Žižek recensisce, nell’apertura del libro, i diversi filoni che nello scenario attuale possono aspirare alla qualifica di materialisti. Incidentalmente si cita il «materialismo riduzionista e volgare» di cognitivisti e neodarwiniani o l’«ateismo aggressivo» à la Dawkins. Il confronto è più serrato con prospettive caratterizzate da un maggiore livello speculativo, dal «materialismo discorsivo» foucaultiano al «materialismo dell’incontro» althusseriano fino al «nuovo materialismo» deleuziano. Quest’ultimo rappresenta decisamente il termine di confronto filosofico rispetto al quale Žižek definisce la propria prospettiva, in consonanza spesso con le posizioni di Alain Badiou.
A PARERE DEL FILOSOFO sloveno il monismo deleuziano non solo pecca di vitalismo, passibile di derive animistiche esemplificate con il riferimento a Vibrant Matter di Jane Bennet, ma lascerebbe impensate le questioni della soggettività e del negativo, o le risolverebbe al ribasso. Di conseguenza, si imporrebbe un altro cammino, che dribblando il ribaltamento marxiano, letto nei termini di una mera restaurazione neoaristotelica, individua la chiave per un approccio unificato a natura e artificio, a organico e inorganico, ontologia e fenomenologia nell’esegesi selettiva di un Hegel non pacificato nella chiusura della sintesi, cortocircuitato con Lacan e proiettato sugli scenari della fisica delle alte energie, della bancarotta del comunismo storico e dell’invenzione psicoanalitica. E qui entra in gioco il contraccolpo assoluto del titolo, l’absoluter Gegenstoss.
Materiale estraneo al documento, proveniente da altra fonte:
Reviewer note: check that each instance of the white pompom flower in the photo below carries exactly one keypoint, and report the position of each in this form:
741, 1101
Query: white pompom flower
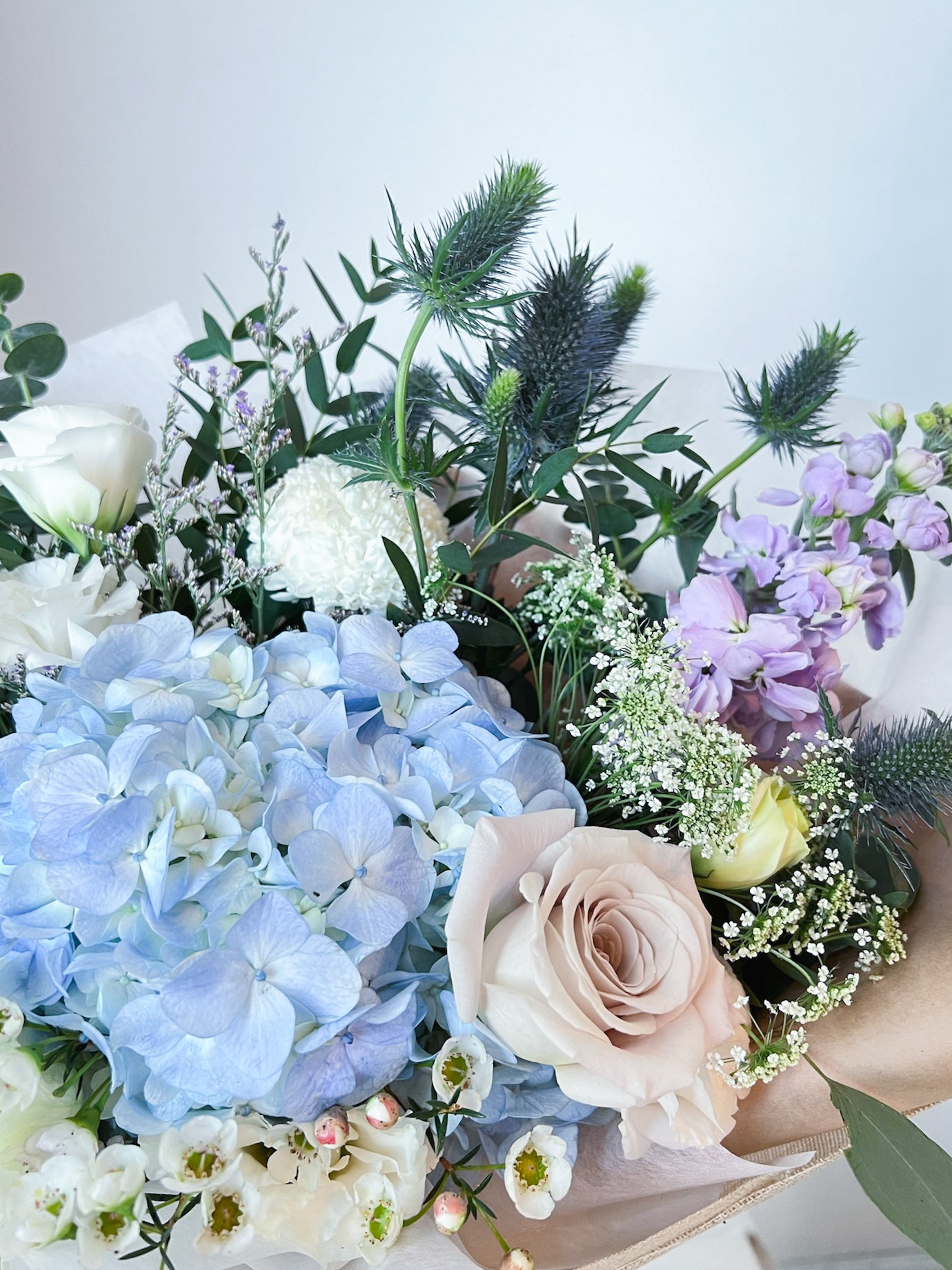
326, 540
537, 1173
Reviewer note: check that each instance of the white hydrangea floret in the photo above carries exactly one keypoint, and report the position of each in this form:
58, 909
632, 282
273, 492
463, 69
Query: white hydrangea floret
326, 541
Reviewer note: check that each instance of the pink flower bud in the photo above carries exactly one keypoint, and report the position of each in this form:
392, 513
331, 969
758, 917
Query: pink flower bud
518, 1259
450, 1213
382, 1111
332, 1129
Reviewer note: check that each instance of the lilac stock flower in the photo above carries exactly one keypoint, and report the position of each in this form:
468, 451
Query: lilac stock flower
758, 547
918, 525
918, 470
831, 491
373, 653
356, 848
353, 1059
867, 455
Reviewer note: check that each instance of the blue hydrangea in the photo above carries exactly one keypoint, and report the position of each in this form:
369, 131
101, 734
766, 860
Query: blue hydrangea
232, 864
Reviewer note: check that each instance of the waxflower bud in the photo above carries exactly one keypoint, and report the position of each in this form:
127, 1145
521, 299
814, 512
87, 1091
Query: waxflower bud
918, 469
10, 1020
518, 1259
450, 1213
382, 1111
891, 418
332, 1129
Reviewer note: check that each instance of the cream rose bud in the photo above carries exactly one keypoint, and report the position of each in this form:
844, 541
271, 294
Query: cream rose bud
589, 950
462, 1072
773, 841
537, 1174
77, 465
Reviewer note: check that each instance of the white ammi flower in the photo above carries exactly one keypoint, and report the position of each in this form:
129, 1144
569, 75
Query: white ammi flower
51, 611
328, 541
537, 1173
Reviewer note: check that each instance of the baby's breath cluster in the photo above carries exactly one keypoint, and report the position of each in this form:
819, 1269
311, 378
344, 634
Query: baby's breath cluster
817, 910
690, 772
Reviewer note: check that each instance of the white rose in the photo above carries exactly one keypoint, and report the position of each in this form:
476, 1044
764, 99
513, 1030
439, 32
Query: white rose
77, 465
51, 615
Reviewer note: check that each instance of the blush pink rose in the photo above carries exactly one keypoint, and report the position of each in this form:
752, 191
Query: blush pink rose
591, 950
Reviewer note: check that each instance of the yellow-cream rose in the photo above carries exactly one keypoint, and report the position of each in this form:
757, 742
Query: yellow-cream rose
589, 950
775, 840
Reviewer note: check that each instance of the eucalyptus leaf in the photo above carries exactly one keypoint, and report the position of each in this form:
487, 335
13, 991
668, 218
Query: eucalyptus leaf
905, 1174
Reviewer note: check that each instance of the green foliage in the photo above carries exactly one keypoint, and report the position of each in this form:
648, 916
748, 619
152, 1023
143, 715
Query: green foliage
456, 267
32, 353
787, 408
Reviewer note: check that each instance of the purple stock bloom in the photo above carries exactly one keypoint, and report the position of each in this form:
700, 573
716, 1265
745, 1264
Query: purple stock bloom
866, 456
831, 491
357, 848
758, 547
373, 653
918, 525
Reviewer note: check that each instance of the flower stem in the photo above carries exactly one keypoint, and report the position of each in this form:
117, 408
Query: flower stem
403, 379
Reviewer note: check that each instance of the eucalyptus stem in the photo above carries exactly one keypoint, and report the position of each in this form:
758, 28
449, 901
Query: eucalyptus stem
403, 379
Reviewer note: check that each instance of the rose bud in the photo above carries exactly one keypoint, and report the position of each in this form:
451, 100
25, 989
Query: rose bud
382, 1111
450, 1213
332, 1129
518, 1259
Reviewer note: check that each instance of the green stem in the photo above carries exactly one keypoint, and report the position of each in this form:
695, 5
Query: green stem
403, 379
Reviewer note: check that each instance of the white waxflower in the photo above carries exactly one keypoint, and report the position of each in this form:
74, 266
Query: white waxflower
328, 541
202, 1153
537, 1173
77, 465
52, 611
462, 1072
228, 1217
10, 1020
19, 1080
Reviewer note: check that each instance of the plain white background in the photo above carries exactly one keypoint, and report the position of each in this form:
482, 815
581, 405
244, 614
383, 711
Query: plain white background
775, 164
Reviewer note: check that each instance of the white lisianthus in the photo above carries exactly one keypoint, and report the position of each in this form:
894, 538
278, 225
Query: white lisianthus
10, 1020
462, 1072
51, 614
111, 1204
326, 541
537, 1174
72, 465
228, 1217
202, 1153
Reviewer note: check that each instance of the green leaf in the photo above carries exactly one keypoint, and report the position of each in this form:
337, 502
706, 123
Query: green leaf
905, 1174
664, 442
456, 556
499, 480
406, 573
10, 287
631, 416
356, 280
328, 297
352, 344
41, 356
553, 470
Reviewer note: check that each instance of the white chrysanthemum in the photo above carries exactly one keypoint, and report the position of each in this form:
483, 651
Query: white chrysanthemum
328, 541
51, 610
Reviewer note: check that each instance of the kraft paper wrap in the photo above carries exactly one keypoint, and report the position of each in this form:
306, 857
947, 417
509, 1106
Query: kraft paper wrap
893, 1043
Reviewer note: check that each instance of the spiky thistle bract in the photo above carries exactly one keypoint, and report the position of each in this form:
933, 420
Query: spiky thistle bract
457, 267
787, 408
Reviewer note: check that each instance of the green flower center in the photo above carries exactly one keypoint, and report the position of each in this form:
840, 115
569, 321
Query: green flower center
531, 1167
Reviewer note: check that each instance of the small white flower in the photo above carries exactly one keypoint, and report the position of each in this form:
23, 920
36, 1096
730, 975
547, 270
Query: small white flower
201, 1155
10, 1020
326, 538
228, 1217
462, 1072
537, 1174
19, 1080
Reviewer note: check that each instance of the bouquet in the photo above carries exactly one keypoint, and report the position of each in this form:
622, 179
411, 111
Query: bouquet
348, 881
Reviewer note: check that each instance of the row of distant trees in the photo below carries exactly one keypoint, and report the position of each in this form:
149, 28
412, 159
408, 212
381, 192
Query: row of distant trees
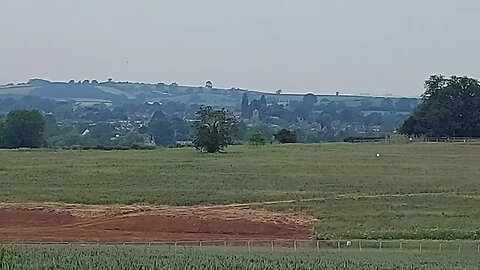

SI TRATTA DI UNA FORMULA rara, limitata a una sola occorrenza nell’opus hegeliano, un passaggio della Scienza della logica in cui sarebbe chiamata a nominare «un ritrarsi che crea ciò da cui si ritira», il gesto negativo che crea ciò che esso stesso nega. E ciò vale, come principio ontologico, per la fisica quantistica come per la politica. E soprattutto per il soggetto, visto come «caso completo di contraccolpo assoluto, di una cosa che emerge attraverso la sua stessa perdita quale risultato della propria impossibilità».
Opponendosi al «chiacchiericcio hegeliano» in base alla quale il soggetto si estranea nell’oggettivazione per riconciliarsi con se stesso riappropriandosi del proprio sé alienato, Žižek, compitando Lacan, sottolinea come il soggetto non preesista alla propria perdita e consegua al fallimento della sua rappresentazione simbolica.
Dare Hegel per morto è un fenomeno ricorrente, così come l’impressione di avere finalmente chiuso i conti con il suo pensiero, confinandolo nell’ambito della storia della filosofia. Analitici, neokantiani, esistenzialisti e «post-strutturalisti», nel corso del tempo, hanno sedimentato un corposo e multiforme archivio dell’antihegelismo, passibile in alcuni suoi frammenti di farsi senso comune filosofico, spesso prescindendo dalle cornici teoriche che li motivavano.
NEGLI ULTIMI DECENNI, tuttavia, si riscontra un incremento di interesse non solo storico ma anche politico-teorico nei confronti di Hegel, cui non è senza dubbio estranea la Lacan renaissance che caratterizza il nostro tempo. In proposito, oltre ai volumi di Žižek, si potrebbero citare, da prospettive teoriche e politiche assai diverse, i lavori di Robert Pippin, Terry Pinkard, Axel Honneth o le recenti Hegel Variations di Frederic Jameson. Evidentemente la formidabile macchina speculativa hegeliana, con la sua intricata trama di livelli, è ancora in grado di parlare al nostro tempo, al di là del respiro contingente dei vari neoidealismi o hegelo-marxismi che si sono succeduti.
Certo, si può continuare a diffidare di Hegel, ma sarebbe opportuno farlo in maniera non automatica, a partire dalle sfide del presente e senza dare per scontato che anche i momenti teorici antihegeliani nei confronti dei quali si prova più empatia conservino inalterato il loro significato, al di fuori dei contesti teorici e politici in cui sono stati concepiti e formulati.